No Credit Impact for Major Insurers
DBRS and S&P agree that the Alberta wildfire losses are not expected to have an impact on the credit profile of major insurers operating in Canada because most companies have purchased reinsurance. (Similar conclusions were issued last week by A.M. Best and Moody’s.)
“Most of the insurers exposed to this event are nationally diversified companies, some of which are part of large multinational groups,” said S&P in its report.
“We believe primary insurers generally have sufficient available reinsurance coverage, adequate capital adequacy and enough group-level support (for certain subsidiaries) to absorb the losses,” the S&P report continued.
However, S&P warned that insurers with a smaller premium base and concentrated exposure to Alberta “could face some strain and their ratings may come under pressure.”
“The reinsurance programs begin to share in the losses when the direct writer has losses exceeding a certain level, ranging from $10 million to $100s of millions, depending on the size of the direct insurer and its risk tolerance,” said DBRS.
Global reinsurers, which provide these catastrophic covers, “are generally well positioned to cope with such risks as they diversify their risk exposures from any one geographic event,” DBRS added.

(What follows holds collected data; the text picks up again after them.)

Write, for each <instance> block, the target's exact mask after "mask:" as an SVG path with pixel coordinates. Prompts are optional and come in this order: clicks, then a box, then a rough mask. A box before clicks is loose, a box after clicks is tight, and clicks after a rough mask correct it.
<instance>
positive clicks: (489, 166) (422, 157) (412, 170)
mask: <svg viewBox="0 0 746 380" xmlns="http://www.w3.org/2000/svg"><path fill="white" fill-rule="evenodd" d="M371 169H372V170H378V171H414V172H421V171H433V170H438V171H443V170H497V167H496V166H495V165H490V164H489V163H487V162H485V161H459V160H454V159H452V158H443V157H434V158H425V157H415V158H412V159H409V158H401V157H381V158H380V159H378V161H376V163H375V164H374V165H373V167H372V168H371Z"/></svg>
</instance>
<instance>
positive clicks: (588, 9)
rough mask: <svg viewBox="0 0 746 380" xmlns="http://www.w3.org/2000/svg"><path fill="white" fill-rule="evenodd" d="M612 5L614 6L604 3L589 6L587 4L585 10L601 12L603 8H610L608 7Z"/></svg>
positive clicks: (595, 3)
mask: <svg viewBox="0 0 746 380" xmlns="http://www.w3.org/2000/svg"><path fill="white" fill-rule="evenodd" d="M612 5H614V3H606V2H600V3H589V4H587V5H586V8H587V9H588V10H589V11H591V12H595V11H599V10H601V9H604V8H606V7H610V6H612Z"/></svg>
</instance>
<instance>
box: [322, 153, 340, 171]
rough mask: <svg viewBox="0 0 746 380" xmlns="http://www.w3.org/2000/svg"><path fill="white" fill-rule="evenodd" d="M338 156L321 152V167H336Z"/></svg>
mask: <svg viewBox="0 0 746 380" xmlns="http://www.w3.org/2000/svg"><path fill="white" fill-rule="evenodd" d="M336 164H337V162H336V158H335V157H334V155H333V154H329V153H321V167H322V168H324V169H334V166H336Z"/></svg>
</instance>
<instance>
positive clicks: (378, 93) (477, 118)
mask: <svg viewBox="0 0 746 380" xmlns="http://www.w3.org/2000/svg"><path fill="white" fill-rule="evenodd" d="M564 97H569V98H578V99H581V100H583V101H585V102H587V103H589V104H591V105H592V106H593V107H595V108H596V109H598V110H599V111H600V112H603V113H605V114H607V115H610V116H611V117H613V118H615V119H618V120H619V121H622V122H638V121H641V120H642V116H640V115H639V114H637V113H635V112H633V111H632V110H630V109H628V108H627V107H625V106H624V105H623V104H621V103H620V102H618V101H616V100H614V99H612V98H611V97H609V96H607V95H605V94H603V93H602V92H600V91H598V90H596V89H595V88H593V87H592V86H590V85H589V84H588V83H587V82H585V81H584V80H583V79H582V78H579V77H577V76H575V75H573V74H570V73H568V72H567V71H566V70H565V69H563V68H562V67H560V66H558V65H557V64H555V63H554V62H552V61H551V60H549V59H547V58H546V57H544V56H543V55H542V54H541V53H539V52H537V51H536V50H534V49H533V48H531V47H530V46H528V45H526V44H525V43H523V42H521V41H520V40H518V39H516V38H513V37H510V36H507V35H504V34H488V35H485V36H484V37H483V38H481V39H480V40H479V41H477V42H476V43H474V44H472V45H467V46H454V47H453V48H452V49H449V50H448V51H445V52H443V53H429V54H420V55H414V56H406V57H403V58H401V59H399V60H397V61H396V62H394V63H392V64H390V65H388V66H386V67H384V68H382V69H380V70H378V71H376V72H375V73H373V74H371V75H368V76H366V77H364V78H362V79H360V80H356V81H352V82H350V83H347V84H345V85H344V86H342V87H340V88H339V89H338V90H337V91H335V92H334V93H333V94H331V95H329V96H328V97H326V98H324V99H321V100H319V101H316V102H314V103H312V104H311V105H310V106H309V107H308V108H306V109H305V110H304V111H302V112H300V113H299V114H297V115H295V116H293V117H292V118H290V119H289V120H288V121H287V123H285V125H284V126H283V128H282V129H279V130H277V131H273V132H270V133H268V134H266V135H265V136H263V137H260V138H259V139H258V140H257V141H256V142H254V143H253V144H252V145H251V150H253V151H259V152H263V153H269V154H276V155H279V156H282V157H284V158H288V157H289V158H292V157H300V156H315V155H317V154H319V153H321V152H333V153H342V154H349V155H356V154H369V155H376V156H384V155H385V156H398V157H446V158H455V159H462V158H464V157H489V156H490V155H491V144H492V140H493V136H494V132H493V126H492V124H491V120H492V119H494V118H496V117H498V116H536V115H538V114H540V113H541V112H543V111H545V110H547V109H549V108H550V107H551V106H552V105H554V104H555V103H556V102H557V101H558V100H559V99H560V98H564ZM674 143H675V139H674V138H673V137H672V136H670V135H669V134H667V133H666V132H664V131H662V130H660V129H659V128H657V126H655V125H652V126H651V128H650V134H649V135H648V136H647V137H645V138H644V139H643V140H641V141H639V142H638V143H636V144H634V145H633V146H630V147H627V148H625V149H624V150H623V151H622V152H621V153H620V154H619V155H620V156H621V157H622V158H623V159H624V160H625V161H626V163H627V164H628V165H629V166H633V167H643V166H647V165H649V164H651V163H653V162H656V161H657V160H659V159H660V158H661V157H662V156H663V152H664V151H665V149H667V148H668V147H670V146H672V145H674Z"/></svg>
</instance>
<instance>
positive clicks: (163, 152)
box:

Fort McMurray claims will be significant but not at the high end of larger events seen in the U.S. and Japan, which have surpassed C$10 billion ($7.7 billion) in insured losses, the ratings agency went on to say.
As a result, DBRS did not expect that this event would lead to reinsurance rate hardening.
Past Events Provide Benchmark
“Wildfire events are not a new phenomenon in Canada, but the situation with Fort McMurray is unusual as it threatens a major economic center for Canada’s energy sector,” noted DBRS.
As a benchmark for the evaluation of the losses from the Fort McMurray wildfire, DBRS pointed to the Slave Lake wildfires, which burned in Alberta from May 11-14 in 2011 and destroyed one-third of that town.
The Slave Lake fire destroyed 374 homes and damaged 52 others, while surrounding communities also had fire threats and 59 additional homes were lost, said DBRS, noting that the resulting insured losses were close to $700 million, with another $400 million in uninsured losses.
“The spread of damage in Fort McMurray, the size of the city, and the area affected compared with Slave Lake suggest the amount of insured losses will be a multiple of those from the Slave Lake fire,” said S&P.
Although the most expensive Canadian wildfire was the Slave Lake event, S&P said the most expensive natural disaster in Canada was previously the windstorm/thunderstorm that hit southern Alberta in June 2013, causing insured losses of around C$1.8 billion ($1.4 billion).